1 in 4 girls and 1 in 6 boys will be sexually abused by their eighteenth birthday.

Only 1 in 10 will tell. A recent study of 116 confirmed cases of abuse where a child disclosed, showed that 74% of the time it was an accidental disclosure. This means that the abuse was discovered not by the child coming forth with the information, but by third parties observing unusual behaviors or symptoms. Some signs to look for in a child suffering from abuse are as follows:

  • Child acts out sexually
  • Child acts out behaviorally
  • Child develops venereal disease and infections
  • Child has frequent fears, anxieties, nightmares
  • Child has poor self-esteem or depression
  • Adolescents may run away, commit crimes, abuse drugs & alcohol
  • Adolescents become withdrawn and depressed
  • Adolescents are self-injurious or suicidal

It is important to note here that many times children and adolescents display no symptoms (over 1/3 of confirmed cases). For this reason, it is important to do whatever you can to prevent and educate your home about sexual abuse. Talk to your children about “welcome” and “unwelcome” touches. Empower them to say “No” and get away from uncomfortable situations. They need to know they should tell you or another trusted adult if someone has made them uncomfortable. If you can’t see the symptoms of abuse, giving your child the opportunity for open dialogue can make all the difference in preventing and treating sexual abuse.
My child has been sexually abused. What will this abuse do to their mental health?

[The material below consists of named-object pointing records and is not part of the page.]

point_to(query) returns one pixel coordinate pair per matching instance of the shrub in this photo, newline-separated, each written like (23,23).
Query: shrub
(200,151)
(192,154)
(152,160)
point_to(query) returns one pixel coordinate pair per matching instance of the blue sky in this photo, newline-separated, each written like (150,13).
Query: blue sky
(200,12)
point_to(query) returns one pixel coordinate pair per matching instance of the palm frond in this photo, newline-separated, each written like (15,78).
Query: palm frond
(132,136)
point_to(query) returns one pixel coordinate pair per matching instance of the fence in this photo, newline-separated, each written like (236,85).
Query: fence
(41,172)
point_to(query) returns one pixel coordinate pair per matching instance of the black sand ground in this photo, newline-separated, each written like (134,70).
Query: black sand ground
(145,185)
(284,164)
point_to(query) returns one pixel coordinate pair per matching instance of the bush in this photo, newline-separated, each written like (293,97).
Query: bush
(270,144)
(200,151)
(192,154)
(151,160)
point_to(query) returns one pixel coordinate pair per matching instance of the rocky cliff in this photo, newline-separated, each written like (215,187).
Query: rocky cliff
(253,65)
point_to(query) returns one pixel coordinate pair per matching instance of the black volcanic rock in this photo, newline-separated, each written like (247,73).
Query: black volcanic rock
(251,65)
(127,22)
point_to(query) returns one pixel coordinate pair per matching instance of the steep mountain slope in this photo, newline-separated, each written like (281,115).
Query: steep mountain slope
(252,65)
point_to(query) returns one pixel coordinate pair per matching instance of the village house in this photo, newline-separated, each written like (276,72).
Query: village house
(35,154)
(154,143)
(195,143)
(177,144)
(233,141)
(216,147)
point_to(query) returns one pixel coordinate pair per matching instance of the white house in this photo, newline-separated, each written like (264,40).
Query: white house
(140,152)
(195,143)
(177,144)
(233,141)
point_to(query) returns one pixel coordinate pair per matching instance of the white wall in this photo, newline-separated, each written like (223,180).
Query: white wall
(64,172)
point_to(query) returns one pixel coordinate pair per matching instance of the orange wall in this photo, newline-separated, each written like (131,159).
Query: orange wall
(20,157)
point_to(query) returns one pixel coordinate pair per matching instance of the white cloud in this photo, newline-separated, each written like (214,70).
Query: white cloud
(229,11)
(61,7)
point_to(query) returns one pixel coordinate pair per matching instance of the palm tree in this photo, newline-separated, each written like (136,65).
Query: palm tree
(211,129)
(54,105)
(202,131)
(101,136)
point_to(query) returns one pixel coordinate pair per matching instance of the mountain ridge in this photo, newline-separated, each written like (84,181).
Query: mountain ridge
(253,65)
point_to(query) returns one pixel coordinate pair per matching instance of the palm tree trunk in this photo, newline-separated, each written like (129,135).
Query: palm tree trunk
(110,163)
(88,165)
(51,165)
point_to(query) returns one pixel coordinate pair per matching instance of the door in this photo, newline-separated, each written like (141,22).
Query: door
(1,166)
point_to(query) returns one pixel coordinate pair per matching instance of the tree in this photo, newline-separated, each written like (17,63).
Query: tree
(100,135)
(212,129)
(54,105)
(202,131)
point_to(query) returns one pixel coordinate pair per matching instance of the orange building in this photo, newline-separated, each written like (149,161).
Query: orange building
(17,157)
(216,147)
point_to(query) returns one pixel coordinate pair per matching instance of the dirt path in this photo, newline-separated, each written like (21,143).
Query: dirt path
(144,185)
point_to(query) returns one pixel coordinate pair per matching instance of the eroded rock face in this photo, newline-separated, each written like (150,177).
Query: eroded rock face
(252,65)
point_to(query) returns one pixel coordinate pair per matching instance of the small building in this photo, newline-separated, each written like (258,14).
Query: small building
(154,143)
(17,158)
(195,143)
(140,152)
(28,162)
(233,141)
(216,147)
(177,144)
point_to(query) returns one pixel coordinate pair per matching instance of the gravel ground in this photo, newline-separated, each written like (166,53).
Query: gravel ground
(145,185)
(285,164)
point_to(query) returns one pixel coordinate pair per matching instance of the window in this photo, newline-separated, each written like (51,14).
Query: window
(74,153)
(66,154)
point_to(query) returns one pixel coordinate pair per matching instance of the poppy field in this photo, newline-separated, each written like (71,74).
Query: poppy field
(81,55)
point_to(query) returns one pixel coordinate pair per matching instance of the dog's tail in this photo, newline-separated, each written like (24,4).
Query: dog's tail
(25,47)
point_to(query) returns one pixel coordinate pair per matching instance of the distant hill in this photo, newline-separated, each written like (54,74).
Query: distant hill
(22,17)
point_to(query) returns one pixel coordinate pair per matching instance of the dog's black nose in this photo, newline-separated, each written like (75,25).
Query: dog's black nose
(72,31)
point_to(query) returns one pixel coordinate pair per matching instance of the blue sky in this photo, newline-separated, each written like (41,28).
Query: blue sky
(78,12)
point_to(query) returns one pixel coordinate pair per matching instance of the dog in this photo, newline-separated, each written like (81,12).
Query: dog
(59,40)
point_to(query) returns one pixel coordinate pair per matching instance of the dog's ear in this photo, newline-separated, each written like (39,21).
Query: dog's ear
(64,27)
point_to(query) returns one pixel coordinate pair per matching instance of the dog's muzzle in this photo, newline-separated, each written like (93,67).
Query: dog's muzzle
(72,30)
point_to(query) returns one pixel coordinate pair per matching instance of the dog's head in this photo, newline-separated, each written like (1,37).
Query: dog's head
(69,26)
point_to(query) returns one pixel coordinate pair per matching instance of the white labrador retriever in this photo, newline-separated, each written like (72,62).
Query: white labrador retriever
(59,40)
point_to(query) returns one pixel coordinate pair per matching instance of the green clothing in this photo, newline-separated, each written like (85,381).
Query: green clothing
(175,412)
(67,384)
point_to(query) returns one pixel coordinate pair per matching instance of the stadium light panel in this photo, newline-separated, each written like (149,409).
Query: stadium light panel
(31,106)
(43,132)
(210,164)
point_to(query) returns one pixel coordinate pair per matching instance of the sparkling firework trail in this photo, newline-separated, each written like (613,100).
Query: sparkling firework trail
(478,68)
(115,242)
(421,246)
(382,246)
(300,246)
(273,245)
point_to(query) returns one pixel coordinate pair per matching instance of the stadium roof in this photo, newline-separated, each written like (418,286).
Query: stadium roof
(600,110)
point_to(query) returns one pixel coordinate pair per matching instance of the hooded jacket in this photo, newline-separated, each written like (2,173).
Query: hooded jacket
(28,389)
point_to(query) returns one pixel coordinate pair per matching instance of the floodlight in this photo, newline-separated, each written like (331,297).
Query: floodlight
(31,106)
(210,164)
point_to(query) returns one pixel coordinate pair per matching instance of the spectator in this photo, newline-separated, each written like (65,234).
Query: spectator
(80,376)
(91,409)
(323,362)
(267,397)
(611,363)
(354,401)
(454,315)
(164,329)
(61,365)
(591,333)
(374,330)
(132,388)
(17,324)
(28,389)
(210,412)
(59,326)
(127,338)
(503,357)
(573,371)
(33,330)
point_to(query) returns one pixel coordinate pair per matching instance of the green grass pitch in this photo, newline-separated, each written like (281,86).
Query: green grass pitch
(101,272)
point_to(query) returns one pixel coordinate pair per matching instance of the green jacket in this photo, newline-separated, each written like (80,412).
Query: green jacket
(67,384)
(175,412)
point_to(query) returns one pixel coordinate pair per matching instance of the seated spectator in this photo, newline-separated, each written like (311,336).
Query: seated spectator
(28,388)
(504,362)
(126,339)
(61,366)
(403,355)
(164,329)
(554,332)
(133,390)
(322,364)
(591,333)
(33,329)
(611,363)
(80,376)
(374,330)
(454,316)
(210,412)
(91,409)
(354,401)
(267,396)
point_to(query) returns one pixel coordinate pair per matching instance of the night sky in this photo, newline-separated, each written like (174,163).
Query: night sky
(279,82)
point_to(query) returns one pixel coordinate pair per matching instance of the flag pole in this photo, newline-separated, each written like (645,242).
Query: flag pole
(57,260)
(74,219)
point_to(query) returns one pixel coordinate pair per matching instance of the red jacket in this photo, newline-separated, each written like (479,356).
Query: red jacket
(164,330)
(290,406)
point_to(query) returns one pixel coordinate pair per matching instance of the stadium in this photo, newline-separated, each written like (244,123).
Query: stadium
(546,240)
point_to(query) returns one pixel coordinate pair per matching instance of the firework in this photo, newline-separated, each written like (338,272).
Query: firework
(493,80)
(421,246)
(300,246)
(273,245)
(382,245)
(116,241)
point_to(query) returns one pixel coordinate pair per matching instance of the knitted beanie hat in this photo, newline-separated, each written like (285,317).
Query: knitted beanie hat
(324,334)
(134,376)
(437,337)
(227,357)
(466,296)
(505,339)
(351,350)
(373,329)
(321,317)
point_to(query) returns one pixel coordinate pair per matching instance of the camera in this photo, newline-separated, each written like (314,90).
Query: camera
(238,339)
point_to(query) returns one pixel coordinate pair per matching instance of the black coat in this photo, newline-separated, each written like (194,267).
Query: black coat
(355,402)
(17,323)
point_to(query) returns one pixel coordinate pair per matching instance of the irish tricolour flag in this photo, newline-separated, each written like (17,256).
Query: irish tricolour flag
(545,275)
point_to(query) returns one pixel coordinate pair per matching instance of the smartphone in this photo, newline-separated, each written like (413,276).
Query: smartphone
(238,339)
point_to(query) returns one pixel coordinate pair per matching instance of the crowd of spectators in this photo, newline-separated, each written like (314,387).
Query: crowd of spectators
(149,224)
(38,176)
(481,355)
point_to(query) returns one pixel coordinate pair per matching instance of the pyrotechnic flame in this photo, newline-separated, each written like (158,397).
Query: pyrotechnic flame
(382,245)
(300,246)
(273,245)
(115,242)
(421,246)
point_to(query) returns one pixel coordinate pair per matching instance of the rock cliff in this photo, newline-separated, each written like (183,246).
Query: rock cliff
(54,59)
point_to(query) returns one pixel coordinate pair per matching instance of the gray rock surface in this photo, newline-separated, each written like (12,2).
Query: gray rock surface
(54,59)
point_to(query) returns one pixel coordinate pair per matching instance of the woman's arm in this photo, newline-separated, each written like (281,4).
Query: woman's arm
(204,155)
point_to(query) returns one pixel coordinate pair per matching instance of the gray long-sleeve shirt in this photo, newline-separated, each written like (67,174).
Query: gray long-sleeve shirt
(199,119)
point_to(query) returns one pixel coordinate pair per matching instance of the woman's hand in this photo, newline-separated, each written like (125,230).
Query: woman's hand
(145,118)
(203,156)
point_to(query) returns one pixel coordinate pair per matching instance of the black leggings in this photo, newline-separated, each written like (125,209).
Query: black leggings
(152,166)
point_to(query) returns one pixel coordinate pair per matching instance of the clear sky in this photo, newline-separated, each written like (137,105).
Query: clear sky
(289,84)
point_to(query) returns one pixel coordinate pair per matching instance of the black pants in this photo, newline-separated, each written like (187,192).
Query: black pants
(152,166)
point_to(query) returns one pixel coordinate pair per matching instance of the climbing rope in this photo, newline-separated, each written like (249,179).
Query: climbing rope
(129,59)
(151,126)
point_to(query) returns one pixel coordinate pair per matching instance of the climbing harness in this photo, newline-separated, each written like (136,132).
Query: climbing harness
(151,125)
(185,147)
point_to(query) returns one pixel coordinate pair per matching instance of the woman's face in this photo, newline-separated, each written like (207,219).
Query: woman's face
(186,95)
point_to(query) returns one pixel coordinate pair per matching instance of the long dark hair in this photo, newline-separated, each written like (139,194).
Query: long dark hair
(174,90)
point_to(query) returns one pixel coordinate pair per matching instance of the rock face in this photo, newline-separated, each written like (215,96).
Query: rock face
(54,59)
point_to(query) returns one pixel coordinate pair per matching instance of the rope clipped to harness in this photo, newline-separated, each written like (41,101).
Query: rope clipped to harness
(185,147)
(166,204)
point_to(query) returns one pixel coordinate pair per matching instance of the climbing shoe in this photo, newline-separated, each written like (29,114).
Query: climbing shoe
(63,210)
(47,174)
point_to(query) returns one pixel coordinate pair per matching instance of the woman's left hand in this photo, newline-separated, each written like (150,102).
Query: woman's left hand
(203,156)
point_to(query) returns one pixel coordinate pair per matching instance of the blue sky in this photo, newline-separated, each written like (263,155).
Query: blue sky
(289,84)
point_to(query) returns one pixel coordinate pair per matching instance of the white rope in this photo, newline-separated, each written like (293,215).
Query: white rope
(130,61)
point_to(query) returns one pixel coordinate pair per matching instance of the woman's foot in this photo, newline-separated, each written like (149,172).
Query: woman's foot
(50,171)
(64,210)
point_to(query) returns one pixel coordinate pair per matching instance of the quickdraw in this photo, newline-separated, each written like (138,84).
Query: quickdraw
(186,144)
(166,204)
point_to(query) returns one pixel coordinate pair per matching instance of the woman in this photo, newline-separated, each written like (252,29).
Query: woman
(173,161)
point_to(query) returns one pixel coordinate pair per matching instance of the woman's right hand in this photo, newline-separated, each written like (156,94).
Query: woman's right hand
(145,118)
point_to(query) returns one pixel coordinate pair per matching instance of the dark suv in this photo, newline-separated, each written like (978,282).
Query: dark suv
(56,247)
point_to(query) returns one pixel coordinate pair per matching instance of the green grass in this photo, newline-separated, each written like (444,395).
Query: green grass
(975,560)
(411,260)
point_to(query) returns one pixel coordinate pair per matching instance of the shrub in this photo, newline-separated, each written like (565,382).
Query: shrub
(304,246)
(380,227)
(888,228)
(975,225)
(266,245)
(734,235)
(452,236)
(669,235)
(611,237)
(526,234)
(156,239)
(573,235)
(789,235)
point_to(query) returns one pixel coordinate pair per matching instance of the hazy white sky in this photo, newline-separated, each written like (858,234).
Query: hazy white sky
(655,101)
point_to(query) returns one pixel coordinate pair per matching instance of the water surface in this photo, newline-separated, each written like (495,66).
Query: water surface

Many victims report that the emotional damage from abuse brings more suffering than the abuse itself. It is important to know the common effects of sexual abuse.

Common mental health issues that plague children include:

  • Depression – Victims are 3-5 times more likely to suffer from depression.
  • Damaged goods syndrome – “No one will want me now because I’ve been abused.”
  • Distorted body image – eating disorders
  • Low self-esteem and poor social skills
  • Poor development and immaturity
  • Anger and hostility Inability to trust

Do we as parents need to be concerned about the validity of our child’s allegation of sexual abuse?

Children rarely lie about abuse. Only 2-8% of allegations are false; therefore the overwhelming majority of true allegations beg you as a parent to believe your child. Additionally, questions of a child’s credibility arise when court cases involving divorce and child custody are involved. As an example, the Association of Family and Conciliation Courts Research Unit, out of 9,000 divorce cases from 12 different states, found that only 1.5% of the cases involved sexual abuse allegations; only 9 of these allegations proved to be false. From this objective study, only 0.1% of child abuse allegations were determined to be fabricated. We urge you to always believe your child and follow through with the next step of reporting.